SpaceX and NASA, sitting in a tree

Today SpaceX’s Dragon spacecraft made history by being the first commercially built vehicle to dock with the International Space Station. So, yay for commercial spaceflight! I’ve always said I’m going to spend my first million dollars (HA!) on a ticket to the moon. But as I argue in an article published by GOOD yesterday, the grand-triumph-of-capitalism narrative that’s being repeated ad naseum isn’t the whole story.

In reality, Dragon’s mission is not a libertarian adventure. Rather, it is the result of a deeply collaborative effort between SpaceX and NASA that could change the way we go to space, just like past public-private partnerships that gave us railroads and commercial air travel.

Dragon makes its way toward the International Space Station. It successfully docked this morning. Photo courtesy of SpaceX.

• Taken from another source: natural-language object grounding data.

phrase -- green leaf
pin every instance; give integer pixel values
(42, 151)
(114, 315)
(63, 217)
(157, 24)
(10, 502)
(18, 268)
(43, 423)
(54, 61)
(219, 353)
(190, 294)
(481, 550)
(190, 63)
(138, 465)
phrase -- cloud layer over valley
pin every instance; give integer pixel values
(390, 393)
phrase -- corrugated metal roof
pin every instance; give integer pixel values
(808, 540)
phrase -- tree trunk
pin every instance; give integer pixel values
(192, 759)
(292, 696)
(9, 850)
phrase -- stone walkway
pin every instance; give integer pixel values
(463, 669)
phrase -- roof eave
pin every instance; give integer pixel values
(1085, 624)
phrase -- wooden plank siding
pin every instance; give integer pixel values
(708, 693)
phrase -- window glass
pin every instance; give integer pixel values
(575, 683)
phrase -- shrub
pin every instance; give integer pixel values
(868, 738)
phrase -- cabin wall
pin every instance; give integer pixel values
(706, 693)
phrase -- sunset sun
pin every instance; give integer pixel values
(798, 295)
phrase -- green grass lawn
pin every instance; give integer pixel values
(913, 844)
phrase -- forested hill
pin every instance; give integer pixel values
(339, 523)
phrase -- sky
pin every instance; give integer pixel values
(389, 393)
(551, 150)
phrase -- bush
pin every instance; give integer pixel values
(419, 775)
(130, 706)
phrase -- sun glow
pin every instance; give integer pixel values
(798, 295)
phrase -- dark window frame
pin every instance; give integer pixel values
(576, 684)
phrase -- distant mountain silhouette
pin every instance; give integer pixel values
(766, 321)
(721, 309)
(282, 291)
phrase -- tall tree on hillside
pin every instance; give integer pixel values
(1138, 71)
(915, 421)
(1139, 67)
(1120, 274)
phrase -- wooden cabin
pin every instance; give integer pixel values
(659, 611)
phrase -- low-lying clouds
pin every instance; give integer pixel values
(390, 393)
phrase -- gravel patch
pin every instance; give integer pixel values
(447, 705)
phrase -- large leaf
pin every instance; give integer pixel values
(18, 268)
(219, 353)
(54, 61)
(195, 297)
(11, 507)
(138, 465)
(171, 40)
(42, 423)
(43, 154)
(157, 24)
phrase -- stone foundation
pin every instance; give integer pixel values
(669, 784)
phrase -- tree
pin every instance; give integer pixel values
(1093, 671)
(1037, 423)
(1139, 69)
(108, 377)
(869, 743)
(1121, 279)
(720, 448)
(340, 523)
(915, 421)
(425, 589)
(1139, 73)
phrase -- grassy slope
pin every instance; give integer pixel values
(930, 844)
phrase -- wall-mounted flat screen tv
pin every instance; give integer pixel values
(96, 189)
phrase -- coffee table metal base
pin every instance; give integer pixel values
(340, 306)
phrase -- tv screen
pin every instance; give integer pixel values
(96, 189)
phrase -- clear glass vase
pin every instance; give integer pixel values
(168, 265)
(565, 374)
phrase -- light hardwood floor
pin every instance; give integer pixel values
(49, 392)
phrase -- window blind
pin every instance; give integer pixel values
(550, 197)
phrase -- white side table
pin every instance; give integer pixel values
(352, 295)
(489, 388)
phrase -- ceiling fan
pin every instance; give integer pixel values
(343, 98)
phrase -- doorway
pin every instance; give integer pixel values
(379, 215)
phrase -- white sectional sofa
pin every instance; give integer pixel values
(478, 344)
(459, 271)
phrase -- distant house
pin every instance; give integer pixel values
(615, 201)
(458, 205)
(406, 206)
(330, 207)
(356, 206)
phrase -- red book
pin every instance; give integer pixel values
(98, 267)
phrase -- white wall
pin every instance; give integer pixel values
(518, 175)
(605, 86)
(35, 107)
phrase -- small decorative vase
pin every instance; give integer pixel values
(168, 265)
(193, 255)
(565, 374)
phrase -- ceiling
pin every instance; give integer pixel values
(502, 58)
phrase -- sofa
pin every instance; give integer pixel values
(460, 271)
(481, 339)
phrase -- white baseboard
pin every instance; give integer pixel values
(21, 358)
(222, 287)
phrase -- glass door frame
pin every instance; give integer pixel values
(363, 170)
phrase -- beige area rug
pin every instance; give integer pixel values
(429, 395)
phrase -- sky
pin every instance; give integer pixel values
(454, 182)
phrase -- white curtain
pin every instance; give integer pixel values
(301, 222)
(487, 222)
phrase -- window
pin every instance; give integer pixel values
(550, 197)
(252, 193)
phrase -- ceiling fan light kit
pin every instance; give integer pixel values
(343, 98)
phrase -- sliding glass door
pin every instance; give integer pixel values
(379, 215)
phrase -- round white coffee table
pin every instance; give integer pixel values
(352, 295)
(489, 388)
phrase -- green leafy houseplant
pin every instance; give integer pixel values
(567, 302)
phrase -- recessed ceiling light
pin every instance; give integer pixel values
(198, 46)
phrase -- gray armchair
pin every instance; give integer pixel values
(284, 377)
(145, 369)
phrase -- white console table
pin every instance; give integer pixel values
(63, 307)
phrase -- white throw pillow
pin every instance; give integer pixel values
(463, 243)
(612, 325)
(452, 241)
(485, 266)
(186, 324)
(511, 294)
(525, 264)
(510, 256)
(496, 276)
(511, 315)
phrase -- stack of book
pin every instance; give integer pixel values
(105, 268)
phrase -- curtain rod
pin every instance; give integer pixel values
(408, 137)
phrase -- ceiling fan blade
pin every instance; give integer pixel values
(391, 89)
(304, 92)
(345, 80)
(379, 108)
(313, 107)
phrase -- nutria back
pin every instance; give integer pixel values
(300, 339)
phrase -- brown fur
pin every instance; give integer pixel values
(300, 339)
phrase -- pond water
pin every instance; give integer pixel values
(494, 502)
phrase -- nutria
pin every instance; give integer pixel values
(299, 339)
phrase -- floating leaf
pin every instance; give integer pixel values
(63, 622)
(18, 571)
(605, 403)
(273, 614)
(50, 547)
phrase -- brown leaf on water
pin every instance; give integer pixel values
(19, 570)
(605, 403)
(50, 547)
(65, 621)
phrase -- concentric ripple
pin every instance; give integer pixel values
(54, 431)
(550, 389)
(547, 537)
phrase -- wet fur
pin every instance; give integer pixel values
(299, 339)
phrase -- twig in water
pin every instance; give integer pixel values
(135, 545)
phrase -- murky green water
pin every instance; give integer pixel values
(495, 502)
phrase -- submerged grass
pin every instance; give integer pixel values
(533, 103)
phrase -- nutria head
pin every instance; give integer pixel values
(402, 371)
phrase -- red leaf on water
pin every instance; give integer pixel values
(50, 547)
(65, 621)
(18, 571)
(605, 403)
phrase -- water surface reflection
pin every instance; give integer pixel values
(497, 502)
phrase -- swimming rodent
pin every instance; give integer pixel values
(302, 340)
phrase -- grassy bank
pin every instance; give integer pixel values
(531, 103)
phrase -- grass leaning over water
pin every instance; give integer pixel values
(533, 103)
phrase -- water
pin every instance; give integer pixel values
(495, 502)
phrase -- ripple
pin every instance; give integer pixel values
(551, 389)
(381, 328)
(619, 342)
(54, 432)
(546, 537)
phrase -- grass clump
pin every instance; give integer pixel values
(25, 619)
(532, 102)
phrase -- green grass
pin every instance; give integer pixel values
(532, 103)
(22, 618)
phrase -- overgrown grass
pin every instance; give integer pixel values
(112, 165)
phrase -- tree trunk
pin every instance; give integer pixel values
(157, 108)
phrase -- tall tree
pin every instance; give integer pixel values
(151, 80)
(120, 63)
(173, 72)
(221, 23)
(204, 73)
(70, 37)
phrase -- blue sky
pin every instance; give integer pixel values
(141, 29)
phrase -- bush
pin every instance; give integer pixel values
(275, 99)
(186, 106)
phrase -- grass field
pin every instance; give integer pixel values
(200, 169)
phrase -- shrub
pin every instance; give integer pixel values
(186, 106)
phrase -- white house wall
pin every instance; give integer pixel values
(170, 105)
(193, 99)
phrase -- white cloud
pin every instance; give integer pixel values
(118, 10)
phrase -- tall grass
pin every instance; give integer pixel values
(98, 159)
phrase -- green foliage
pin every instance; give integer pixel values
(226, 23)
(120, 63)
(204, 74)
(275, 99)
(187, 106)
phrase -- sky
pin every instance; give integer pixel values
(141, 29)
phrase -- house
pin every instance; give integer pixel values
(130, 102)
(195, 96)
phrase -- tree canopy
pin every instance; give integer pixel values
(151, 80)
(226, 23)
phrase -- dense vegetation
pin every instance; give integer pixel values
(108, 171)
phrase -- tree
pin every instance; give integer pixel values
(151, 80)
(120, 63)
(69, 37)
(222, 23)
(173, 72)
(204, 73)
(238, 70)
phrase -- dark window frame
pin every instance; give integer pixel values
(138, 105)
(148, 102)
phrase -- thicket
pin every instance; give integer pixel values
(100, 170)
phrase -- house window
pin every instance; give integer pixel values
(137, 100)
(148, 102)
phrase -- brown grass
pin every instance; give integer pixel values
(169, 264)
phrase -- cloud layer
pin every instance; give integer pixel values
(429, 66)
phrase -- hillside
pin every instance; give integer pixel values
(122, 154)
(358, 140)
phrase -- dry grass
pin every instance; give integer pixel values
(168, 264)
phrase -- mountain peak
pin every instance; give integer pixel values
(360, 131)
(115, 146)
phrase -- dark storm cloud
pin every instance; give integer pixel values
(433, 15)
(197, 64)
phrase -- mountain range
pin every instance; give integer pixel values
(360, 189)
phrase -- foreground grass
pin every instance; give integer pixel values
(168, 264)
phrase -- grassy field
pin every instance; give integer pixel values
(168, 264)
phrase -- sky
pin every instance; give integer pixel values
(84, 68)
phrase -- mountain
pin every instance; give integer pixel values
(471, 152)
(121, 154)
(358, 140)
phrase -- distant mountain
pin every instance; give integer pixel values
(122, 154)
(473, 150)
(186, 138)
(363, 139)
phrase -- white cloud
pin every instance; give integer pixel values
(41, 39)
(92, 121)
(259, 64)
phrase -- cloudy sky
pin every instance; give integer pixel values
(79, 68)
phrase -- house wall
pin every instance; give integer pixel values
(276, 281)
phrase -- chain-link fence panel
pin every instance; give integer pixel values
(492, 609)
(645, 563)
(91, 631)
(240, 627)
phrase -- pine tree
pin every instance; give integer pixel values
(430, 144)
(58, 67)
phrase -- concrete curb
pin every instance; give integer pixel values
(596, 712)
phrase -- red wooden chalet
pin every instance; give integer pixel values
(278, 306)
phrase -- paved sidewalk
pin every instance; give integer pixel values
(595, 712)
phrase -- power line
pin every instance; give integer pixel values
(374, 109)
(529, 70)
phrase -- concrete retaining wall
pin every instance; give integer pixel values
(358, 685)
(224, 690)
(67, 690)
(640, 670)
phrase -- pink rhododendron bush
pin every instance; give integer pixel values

Not only does SpaceX need NASA to lend it some of its hard-won legitimacy, it also needs the agency’s money to get its still risky business off the ground (pun intended). And NASA needs SpaceX, too. If the space agency is really going to send people to Mars and beyond in the next few decades, it needs to start outsourcing routine trips to low Earth orbit and dedicate its increasingly limited resources toward exploratory missions ASAP.

Finally, a fun/sad fact I learned while reporting this story: it will take the astronauts on the space station TWENTY-FIVE HOURS to unpack the cargo Dragon is delivering. Truly every kid’s dream job!